Tristan Tafel finished seventh on Sunday, while Louis-Pierre Hélie placed 12th. Olympic champ Jean-Frederic Chapuis won the race, and Sweden's Victor Oehling Norberg claimed the season title.
Despite missing the final three races of the year, Duncan ended the campaign as the top Canadian, ranking sixth to match his previous best from 2012.
"I wish that Dunc could have finished out the year with us, because he would have been contending for a Globe, for sure," said Leman. "He had an awesome year. Del was strong like always, I had a good year and our young guys — Louis, Mat and Tristan — they all kind of stepped up with at least one result.

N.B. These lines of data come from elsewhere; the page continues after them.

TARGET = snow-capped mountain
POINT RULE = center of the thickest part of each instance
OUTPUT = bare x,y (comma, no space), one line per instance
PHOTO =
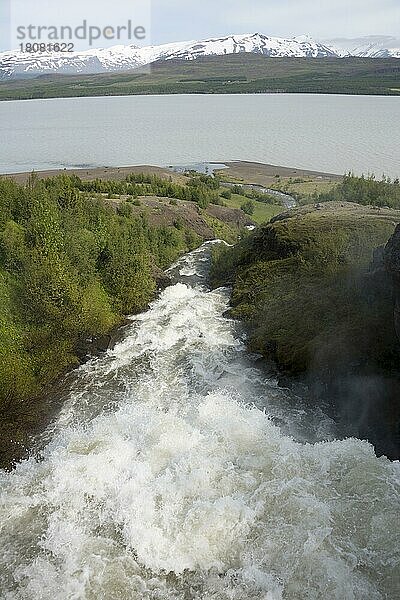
373,51
371,46
122,58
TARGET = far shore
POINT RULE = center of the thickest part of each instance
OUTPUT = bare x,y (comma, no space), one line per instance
253,172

And Mar (Thompson) just killed it all year."
Leman, who finished fourth in Sochi and in two other World Cups this year, said he was glad to end the winter on a podium.
"I was pumped to not be fourth again," said the Calgary skier, who finished the season eighth in the men's standings. "I think I made more finals than any other guy this year, it's just that they didn't really go my way and I didn't have my best skiing when I made it to the medal rounds.
But I know I'm there, (and I was) super competitive every week this year."
Though Canada fell just short of the ski cross Nations Cup, it did capture the FIS Freestyle overall trophy, which is based on points accumulated across all five disciplines. The ski cross and moguls teams contributed the majority, and Canada ended the season with a healthy lead over the runner-up Americans.